Let’s start with a quite simple example and construct it up.
Example-1: Symmetric uint8 quantization
Let’s say we want to map the floating point range [0.0 .. 1000.0] to the quantized range [0 .. 255]. The range [0 .. 255] is the set of values that may slot in an unsigned 8-bit integer.
To perform this transformation, we would like to rescale the floating point range in order that the next is true:
Floating point 0.0 = Quantized 0
Floating point 1000.0 = Quantized 255
This known as symmetric quantization since the floating point 0.0 is quantized 0.
Hence, we define a scale, which is the same as
Where,
On this case, scale = 3.9215
To convert from a floating point value to a quantized value, we are able to simply divide the floating point value by the size. For instance, the floating point value 500.0 corresponds to the quantized value
In this easy example, the 0.0 of the floating point range maps exactly to the 0 within the quantized range. This known as symmetric quantization. Let’s see what happens when this isn’t the case.
Example-2: Affine uint8 quantization
Let’s say we want to map the floating point range [-20.0 .. 1000.0] to the quantized range [0 .. 255].
On this case, now we have a special scaling factor since our xmin is different.
Let’s see what the floating point number 0.0 is represented by within the quantized range if we apply the scaling factor to 0.0
Well, this doesn’t quite seem right since, in accordance with the diagram above, we might have expected the floating point value -20.0 to map to the quantized value 0.
That is where the concept of zero-point is available in. The zero-point acts as a bias for shifting the scaled floating point value and corresponds to the worth within the quantized range that represents the floating point value 0.0. In our case, the zero point is the negative of the scaled floating point representation of -20.0, which is -(-5) = 5. The zero point is at all times the negative of the representation of the minimum floating point value because the minimum will at all times be negative or zero. We’ll discover more about why that is the case within the section that explains example 4.
At any time when we quantize a worth, we’ll at all times add the zero-point to this scaled value to get the actual quantized value within the valid quantization range. In case we want to quantize the worth -20.0, we compute it because the scaled value of -20.0 plus the zero-point, which is -5 + 5 = 0. Hence, quantized(-20.0, scale=4, zp=5) = 0.
Example-3: Affine int8 quantization
What happens if our quantized range is a signed 8-bit integer as an alternative of an unsigned 8-bit integer? Well, the range is now [-128 .. 127].
On this case, -20.0 within the float range maps to -128 within the quantized range, and 1000.0 within the float range maps to 127 within the quantized range.
The best way we calculate zero point is that we compute it as if the quantized range is [0 .. 255] after which offset it with -128, so the zero point in the brand new range is
Hence, the zero-point for the brand new range is -123.
Thus far, we’ve checked out examples where the floating point range includes the worth 0.0. In the subsequent set of examples, we’ll take a take a look at what happens when the floating point range doesn’t include the worth 0.0
The importance of 0.0
Why is it essential for the floating point value 0.0 to be represented within the floating point range?

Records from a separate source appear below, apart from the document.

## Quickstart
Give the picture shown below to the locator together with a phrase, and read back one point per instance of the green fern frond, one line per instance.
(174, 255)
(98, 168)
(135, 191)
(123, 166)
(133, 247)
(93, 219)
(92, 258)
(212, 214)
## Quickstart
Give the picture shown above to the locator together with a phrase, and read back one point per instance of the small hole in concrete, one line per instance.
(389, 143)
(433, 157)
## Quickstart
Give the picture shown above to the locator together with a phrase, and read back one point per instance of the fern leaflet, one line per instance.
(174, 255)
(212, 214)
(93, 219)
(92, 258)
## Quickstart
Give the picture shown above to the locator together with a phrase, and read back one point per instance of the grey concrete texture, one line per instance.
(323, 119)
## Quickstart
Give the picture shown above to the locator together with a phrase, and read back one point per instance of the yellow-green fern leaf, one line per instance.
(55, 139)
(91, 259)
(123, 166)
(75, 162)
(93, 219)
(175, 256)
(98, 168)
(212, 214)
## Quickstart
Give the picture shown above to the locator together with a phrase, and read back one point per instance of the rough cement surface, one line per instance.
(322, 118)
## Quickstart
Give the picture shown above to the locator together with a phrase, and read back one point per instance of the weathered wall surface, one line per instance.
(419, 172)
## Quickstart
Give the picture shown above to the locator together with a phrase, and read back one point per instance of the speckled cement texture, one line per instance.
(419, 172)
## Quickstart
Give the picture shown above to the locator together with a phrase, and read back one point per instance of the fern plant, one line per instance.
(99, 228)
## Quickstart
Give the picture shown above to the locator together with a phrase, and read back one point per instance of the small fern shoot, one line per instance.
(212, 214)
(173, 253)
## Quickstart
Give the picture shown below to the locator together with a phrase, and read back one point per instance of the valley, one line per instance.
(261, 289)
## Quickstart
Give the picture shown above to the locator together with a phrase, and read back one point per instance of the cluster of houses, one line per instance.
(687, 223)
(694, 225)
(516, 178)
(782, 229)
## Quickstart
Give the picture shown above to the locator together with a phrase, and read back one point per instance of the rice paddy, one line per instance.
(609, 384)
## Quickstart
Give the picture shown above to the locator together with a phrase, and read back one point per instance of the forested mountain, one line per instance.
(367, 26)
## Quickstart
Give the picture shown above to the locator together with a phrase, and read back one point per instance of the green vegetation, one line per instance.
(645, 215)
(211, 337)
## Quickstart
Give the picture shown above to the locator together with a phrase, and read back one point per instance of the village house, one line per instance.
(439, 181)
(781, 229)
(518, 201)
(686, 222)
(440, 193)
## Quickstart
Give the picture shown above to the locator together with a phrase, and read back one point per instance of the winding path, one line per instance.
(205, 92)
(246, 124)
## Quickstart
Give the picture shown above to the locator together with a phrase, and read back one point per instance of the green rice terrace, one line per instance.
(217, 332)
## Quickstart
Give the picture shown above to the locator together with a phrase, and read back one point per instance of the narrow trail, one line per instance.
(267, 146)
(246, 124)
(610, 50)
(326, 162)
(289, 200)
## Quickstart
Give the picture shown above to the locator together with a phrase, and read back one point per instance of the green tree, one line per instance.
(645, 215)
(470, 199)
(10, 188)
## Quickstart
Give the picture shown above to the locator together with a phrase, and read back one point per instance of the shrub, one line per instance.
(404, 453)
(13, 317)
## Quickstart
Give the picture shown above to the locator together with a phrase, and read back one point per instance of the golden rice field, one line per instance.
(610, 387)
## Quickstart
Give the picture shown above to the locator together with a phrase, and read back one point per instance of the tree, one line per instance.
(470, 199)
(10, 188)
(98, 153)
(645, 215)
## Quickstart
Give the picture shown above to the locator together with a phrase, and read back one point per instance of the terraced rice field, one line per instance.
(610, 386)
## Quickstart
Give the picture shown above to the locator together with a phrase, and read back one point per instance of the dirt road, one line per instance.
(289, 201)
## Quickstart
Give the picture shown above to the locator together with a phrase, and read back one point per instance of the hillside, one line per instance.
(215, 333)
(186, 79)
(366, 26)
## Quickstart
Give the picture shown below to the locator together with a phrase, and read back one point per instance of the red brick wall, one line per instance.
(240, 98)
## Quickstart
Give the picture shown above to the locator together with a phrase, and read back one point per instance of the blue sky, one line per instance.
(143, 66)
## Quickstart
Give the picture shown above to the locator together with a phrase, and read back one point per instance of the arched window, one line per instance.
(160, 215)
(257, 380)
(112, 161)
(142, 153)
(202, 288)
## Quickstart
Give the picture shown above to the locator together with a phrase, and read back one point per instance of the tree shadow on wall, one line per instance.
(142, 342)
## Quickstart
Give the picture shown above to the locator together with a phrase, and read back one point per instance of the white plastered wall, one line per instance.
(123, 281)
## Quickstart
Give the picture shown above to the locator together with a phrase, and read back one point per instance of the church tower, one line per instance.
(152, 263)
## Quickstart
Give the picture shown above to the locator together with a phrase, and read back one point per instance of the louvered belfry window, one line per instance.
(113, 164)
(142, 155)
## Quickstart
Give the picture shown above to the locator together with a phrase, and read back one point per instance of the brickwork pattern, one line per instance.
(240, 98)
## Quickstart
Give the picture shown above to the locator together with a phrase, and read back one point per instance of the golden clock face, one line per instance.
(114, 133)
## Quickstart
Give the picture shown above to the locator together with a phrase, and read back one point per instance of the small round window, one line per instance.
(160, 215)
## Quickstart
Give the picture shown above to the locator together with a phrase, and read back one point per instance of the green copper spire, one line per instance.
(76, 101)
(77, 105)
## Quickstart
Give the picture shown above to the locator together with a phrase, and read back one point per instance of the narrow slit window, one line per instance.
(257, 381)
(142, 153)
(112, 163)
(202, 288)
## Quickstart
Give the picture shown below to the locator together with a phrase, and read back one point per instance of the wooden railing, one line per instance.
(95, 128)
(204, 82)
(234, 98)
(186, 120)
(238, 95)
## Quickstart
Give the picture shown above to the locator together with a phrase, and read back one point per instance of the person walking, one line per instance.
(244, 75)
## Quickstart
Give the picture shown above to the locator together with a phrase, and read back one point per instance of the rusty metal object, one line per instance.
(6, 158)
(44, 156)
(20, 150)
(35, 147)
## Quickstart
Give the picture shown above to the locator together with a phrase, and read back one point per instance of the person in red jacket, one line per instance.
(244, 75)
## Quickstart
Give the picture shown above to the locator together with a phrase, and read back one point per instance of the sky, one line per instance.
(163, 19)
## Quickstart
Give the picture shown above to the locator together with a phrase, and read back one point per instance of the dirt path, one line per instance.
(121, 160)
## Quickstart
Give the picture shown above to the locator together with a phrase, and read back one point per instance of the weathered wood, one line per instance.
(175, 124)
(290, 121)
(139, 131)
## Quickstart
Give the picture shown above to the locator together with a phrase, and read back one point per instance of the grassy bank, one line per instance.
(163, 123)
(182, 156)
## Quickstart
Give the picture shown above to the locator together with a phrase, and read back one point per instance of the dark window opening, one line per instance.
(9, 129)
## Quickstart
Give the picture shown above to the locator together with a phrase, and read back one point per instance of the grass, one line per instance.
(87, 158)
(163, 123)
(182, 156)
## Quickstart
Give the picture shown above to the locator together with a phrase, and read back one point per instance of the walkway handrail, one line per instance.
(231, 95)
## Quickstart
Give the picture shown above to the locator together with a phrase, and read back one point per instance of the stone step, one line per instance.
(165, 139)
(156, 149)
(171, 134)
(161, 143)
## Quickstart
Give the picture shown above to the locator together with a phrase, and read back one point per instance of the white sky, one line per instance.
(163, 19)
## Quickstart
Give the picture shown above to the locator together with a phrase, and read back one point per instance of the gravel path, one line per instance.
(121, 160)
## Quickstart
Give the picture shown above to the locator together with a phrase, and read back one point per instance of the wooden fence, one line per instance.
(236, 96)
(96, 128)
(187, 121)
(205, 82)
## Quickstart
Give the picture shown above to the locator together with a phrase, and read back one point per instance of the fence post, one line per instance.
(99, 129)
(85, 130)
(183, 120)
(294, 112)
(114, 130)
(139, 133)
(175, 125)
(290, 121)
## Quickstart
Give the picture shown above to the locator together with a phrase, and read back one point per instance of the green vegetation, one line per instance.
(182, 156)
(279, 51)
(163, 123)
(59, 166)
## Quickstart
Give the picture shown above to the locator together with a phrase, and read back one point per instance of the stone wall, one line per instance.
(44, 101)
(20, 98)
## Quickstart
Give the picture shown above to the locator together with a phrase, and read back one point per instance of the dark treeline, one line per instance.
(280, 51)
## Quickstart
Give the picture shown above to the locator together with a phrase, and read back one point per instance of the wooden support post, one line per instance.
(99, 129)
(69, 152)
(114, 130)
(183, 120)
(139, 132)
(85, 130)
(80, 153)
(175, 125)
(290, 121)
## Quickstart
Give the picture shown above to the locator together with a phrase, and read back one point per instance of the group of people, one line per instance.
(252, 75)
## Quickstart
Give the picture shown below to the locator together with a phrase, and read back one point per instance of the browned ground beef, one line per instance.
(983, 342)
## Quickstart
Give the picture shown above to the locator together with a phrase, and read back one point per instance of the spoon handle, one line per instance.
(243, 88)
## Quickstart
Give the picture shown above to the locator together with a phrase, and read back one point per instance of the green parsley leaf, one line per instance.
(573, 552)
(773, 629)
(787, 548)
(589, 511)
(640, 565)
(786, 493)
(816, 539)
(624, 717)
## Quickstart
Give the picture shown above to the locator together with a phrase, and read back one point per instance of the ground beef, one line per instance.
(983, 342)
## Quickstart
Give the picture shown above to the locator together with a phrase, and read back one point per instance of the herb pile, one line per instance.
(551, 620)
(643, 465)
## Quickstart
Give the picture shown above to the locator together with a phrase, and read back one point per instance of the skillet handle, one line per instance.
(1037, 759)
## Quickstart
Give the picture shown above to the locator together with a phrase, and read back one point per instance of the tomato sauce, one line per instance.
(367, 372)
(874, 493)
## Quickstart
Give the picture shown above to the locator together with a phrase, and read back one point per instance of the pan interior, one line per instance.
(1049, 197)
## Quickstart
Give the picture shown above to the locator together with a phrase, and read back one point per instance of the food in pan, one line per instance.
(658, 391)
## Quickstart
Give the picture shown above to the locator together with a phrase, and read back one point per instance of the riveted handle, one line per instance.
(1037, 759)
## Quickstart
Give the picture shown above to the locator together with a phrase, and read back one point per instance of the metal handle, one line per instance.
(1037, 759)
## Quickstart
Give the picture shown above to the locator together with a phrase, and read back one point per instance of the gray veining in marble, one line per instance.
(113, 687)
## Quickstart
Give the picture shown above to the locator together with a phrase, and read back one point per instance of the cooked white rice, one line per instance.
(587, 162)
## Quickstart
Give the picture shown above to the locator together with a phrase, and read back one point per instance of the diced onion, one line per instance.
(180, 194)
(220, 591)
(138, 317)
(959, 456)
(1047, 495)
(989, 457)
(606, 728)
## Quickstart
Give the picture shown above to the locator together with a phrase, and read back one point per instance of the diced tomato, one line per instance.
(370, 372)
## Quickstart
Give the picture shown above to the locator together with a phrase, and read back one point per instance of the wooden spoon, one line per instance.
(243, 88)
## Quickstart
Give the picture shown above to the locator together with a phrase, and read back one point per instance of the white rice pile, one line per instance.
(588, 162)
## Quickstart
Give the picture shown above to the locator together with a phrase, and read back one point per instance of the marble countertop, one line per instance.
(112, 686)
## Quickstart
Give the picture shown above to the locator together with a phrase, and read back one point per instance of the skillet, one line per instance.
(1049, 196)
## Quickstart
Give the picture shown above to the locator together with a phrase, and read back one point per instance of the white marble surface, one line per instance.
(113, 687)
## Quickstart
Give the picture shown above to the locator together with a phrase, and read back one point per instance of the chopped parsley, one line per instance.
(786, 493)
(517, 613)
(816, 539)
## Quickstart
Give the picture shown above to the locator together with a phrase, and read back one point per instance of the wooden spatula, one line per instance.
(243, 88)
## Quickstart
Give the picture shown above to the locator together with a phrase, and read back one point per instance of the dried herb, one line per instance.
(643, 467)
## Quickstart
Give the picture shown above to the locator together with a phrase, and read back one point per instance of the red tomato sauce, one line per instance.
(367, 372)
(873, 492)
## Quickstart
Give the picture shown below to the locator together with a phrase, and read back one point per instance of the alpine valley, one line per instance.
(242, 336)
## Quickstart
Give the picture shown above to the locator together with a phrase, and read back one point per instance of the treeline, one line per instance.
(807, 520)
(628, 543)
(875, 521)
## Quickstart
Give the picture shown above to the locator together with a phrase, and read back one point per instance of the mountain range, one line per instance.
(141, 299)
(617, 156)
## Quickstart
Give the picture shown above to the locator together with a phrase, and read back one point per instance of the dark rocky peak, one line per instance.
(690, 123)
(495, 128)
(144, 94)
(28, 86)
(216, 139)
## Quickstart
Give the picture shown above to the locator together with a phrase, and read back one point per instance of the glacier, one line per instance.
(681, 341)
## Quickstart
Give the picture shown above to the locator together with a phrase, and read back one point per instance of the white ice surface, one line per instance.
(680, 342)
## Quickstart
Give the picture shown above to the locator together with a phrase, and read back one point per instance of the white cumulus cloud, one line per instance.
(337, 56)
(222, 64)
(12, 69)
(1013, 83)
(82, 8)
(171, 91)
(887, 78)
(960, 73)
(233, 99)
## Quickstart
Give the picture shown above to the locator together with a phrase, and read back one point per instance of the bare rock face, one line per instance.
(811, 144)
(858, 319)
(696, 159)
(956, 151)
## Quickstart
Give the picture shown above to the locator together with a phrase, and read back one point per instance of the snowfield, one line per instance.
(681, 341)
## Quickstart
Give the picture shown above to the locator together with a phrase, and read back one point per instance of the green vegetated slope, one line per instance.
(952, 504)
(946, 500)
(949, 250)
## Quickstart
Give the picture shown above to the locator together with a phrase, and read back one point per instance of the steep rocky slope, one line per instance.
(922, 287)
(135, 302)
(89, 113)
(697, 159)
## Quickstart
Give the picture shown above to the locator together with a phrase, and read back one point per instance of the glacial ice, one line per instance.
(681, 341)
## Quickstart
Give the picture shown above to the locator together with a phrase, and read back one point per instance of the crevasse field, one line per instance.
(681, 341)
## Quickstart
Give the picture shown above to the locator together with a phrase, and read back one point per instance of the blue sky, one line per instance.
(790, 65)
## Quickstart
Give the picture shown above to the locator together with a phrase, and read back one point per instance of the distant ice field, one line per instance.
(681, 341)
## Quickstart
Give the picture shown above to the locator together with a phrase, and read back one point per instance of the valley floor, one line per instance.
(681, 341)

When using a padded convolution, we expect the border pixels to be padded using the worth 0.0 in essentially the most common case. Hence, it’s essential for 0.0 to be represented within the floating point range. Similarly, if the worth X goes for use for padding in your network, it is advisable be certain that that the worth X is represented within the floating point range and that quantization is aware of this.
Example-4: The untold story — skewed floating point range
Now, let’s take a take a look at what happens if 0.0 isn’t a part of the floating point range.
In this instance, we’re attempting to quantize the floating point range [40.0 .. 1000.0] into the quantized range [0 .. 255].
Since we are able to’t represent the worth 0.0 within the floating point range, we want to increase the lower limit of the range to 0.0.
We will see that some a part of the quantized range is wasted. To find out how much, let’s compute the quantized value that the floating point value 40.0 maps to.
Hence, we’re wasting the range [0 .. 9] within the quantized range, which is about 3.92% of the range. This might significantly affect the model’s accuracy post-quantization.
This skewing is crucial if we want to be certain that that the worth 0.0 within the floating point range could be represented within the quantized range.
Another excuse for including the worth 0.0 within the floating point range is that efficiently comparing a quantized value to ascertain if it’s 0.0 within the floating point range may be very priceless. Consider operators akin to ReLU, which clip all values below 0.0 within the floating point range to 0.0.
It will be significant for us to have the opportunity to represent the zero-point using the identical data type (signed or unsigned int8) because the quantized values. This allows us to perform these comparisons quickly and efficiently.
Next, let’s take a take a look at how activation normalization helps with model quantization. We’ll specifically give attention to how the standardization of the activation values allows us to make use of your entire quantized range effectively.